About 200 trucks were waiting in half-mile lines outside the gates of the Port Newark Container Terminal and Maher terminals on Monday.

With about 60,000 containers passing through the port’s terminals each week, even small delays can cost retailers, manufacturers and other importers thousands of dollars.
With about 60,000 containers passing through the port’s terminals each week, even small delays can cost retailers, manufacturers and other importers thousands of dollars.

The Port of New York and New Jersey was clogged with unusually high truck traffic Monday morning, when container terminals reopened following a labor stoppage on Friday, according to The Wall Street Journal.

About 200 trucks were waiting in half-mile lines outside the gates of the Port Newark Container Terminal and Maher terminals, said Tom Adamski, who runs a truck depot in Newark for First Coast Logistics Services.

By the afternoon the delays had cleared up, said Ivo Oliveira, vice president for industrial relations at Maher Terminal. “Things have subsided by now,” he said.

The morning delays were adding up to an hour to the time needed to transport a container from the docks to a yard or warehouse, he said. With about 60,000 containers passing through the port’s terminals each week, even small delays can cost retailers, manufacturers and other importers thousands of dollars.

Members of the International Longshoremen’s Association, the East Coast dockworkers’ union, walked off the job Friday morning in what a union spokesman described as “a unified action” against the Waterfront Commission of New York Harbor, a bi-state body that investigates corruption and regulates hiring practices at the port. The ILA said that the commission has interfered in union hiring and harassed union officials.
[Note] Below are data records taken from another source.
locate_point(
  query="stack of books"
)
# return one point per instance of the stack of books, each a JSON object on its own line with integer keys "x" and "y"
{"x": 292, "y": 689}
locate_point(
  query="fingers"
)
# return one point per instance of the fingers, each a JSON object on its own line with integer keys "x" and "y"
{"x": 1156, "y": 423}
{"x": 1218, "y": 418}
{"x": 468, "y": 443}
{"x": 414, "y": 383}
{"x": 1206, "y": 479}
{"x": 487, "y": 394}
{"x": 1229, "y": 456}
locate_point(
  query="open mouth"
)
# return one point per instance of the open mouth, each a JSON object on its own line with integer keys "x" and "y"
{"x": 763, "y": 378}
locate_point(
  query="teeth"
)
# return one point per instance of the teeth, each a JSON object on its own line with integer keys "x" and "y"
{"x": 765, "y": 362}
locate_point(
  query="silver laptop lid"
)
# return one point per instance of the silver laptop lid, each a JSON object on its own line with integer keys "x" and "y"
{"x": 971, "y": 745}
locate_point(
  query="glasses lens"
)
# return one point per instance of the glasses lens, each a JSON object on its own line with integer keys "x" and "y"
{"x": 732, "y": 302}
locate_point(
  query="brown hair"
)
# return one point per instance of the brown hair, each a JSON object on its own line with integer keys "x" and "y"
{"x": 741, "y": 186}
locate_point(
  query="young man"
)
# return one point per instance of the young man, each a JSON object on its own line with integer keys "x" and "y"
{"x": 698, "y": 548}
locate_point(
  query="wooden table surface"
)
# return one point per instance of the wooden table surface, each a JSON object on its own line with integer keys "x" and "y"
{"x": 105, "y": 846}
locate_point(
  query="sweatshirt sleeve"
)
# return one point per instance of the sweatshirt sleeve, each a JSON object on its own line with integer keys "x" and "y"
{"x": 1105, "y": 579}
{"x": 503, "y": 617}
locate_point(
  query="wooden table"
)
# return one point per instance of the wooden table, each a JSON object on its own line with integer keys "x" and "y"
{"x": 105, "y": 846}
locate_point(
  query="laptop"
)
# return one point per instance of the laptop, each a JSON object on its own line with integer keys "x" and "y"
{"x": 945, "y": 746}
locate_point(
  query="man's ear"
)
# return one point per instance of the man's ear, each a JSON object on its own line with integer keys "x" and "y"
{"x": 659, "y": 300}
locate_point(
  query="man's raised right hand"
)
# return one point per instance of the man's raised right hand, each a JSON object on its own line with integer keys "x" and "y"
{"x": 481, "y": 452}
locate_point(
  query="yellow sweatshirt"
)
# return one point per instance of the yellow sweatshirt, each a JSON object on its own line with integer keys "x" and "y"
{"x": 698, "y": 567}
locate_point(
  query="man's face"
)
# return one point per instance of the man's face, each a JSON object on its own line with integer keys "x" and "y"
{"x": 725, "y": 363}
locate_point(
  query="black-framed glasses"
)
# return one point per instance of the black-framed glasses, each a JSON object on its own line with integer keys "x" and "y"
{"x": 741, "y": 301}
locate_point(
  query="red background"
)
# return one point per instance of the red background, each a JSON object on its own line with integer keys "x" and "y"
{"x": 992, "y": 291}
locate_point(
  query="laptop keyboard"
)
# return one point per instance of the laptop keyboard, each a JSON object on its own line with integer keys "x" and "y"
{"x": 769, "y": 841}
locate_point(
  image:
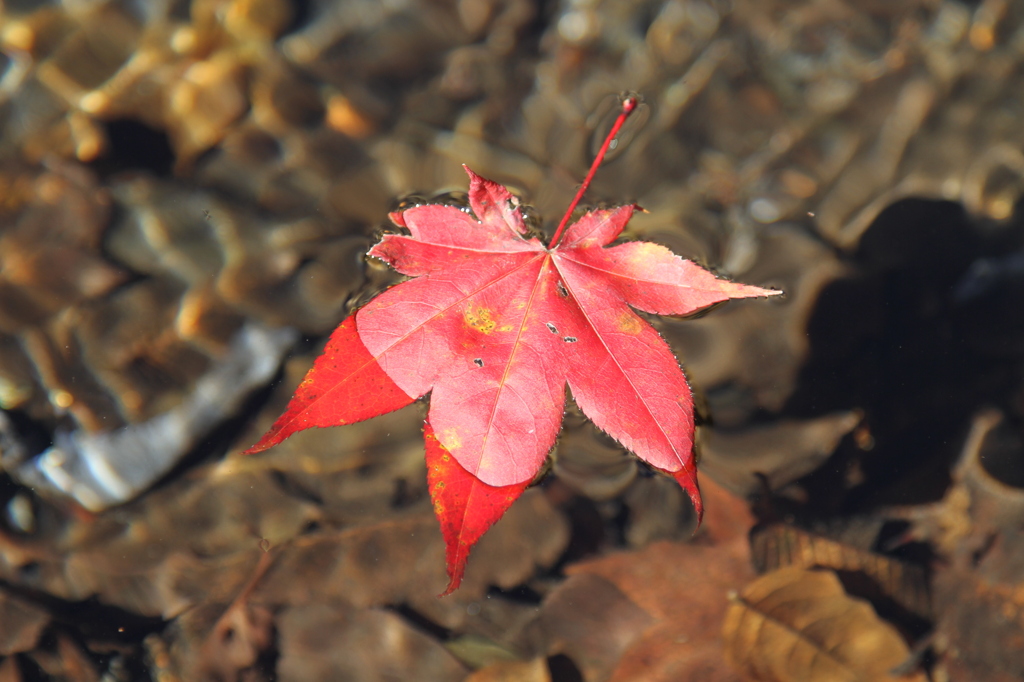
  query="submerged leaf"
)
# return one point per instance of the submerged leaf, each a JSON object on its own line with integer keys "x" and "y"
{"x": 794, "y": 625}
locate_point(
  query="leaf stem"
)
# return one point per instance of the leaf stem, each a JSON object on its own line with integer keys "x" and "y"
{"x": 629, "y": 105}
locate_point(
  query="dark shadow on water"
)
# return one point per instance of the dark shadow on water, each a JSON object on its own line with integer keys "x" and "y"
{"x": 901, "y": 340}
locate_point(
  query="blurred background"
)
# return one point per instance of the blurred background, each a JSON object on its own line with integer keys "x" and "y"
{"x": 187, "y": 190}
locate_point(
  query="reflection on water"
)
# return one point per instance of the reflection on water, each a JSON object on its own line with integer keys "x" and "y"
{"x": 181, "y": 182}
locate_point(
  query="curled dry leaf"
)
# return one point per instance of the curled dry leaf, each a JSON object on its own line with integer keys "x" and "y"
{"x": 796, "y": 625}
{"x": 654, "y": 614}
{"x": 777, "y": 546}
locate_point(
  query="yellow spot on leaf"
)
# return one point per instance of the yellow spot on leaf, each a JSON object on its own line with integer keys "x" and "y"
{"x": 629, "y": 324}
{"x": 480, "y": 320}
{"x": 451, "y": 440}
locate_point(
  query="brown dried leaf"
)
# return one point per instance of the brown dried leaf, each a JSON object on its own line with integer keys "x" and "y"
{"x": 778, "y": 546}
{"x": 23, "y": 623}
{"x": 513, "y": 671}
{"x": 800, "y": 625}
{"x": 334, "y": 641}
{"x": 654, "y": 614}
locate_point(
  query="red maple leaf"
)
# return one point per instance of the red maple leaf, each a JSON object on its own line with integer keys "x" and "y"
{"x": 494, "y": 325}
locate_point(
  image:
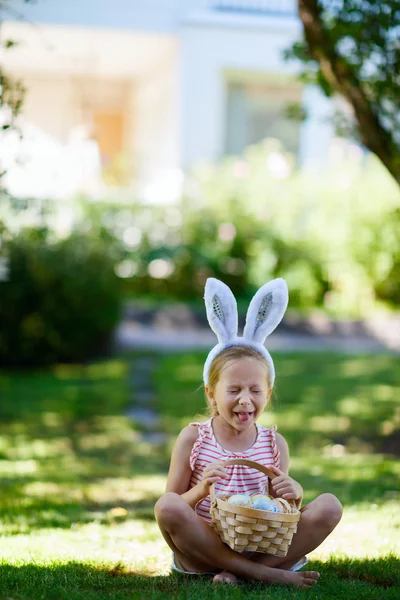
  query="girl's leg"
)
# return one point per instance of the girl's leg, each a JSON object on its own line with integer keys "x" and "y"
{"x": 199, "y": 548}
{"x": 317, "y": 521}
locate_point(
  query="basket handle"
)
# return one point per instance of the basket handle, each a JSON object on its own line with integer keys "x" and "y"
{"x": 252, "y": 465}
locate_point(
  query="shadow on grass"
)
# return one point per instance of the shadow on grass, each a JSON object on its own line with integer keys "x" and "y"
{"x": 345, "y": 579}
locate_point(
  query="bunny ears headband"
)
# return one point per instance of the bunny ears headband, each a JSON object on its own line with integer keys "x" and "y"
{"x": 264, "y": 314}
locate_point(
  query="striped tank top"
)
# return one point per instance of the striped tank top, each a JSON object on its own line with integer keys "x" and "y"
{"x": 240, "y": 479}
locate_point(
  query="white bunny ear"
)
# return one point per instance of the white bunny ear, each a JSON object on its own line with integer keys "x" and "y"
{"x": 221, "y": 310}
{"x": 266, "y": 310}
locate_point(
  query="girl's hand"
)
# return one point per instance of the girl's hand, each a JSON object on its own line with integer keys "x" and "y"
{"x": 284, "y": 486}
{"x": 212, "y": 473}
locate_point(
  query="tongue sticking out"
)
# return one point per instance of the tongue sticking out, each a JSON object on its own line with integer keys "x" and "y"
{"x": 243, "y": 416}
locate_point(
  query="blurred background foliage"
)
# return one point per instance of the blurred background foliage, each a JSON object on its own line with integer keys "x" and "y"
{"x": 61, "y": 300}
{"x": 334, "y": 236}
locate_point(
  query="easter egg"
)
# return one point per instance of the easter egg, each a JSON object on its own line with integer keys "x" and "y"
{"x": 264, "y": 504}
{"x": 240, "y": 500}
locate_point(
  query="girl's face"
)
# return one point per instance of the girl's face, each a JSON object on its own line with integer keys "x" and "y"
{"x": 241, "y": 393}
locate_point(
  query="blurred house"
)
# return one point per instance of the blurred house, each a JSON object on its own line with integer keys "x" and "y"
{"x": 125, "y": 93}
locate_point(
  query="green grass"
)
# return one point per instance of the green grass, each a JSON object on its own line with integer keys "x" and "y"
{"x": 78, "y": 479}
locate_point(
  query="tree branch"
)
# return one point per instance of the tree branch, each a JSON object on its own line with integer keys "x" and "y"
{"x": 342, "y": 77}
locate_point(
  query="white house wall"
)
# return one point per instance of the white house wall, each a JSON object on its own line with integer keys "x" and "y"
{"x": 208, "y": 53}
{"x": 161, "y": 16}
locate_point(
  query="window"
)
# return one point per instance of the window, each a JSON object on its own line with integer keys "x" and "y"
{"x": 256, "y": 111}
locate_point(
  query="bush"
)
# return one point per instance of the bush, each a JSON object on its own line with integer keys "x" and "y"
{"x": 61, "y": 301}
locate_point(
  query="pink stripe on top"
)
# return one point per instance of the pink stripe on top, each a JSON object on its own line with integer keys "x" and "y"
{"x": 240, "y": 479}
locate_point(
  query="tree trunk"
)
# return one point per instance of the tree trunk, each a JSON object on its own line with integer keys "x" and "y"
{"x": 342, "y": 78}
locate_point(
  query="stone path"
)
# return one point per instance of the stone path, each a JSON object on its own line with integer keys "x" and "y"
{"x": 142, "y": 411}
{"x": 167, "y": 333}
{"x": 131, "y": 334}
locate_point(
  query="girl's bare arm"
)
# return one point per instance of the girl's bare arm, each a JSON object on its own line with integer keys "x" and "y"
{"x": 180, "y": 472}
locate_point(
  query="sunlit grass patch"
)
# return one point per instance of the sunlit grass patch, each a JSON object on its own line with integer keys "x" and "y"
{"x": 79, "y": 481}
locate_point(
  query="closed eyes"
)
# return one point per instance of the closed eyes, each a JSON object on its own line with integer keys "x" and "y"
{"x": 237, "y": 391}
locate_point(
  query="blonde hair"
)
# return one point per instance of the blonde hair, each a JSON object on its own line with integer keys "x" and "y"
{"x": 221, "y": 361}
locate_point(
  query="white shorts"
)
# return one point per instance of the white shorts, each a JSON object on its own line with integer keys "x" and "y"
{"x": 299, "y": 565}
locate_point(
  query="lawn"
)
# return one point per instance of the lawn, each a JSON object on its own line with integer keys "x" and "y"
{"x": 79, "y": 479}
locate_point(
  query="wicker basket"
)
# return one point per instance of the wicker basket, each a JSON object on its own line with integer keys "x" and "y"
{"x": 251, "y": 530}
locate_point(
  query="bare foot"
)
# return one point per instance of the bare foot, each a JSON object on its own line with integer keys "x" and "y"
{"x": 298, "y": 579}
{"x": 225, "y": 577}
Waterfront Commission officials denied the accusation and said the walkout was illegal under the union’s contract with port management.

The walkout was resolved Friday afternoon and union members returned to work for shifts starting at 7 p.m. that evening.

But truck drivers, who aren't members of the ILA, had already lost a full day of work, and most terminals aren’t open to truckers on weekends. One smaller container terminal in Bayonne did open its gates on Sunday.

Area terminals had already closed for several days last week in the aftermath of a blizzard that brought transportation to a halt across the Northeast.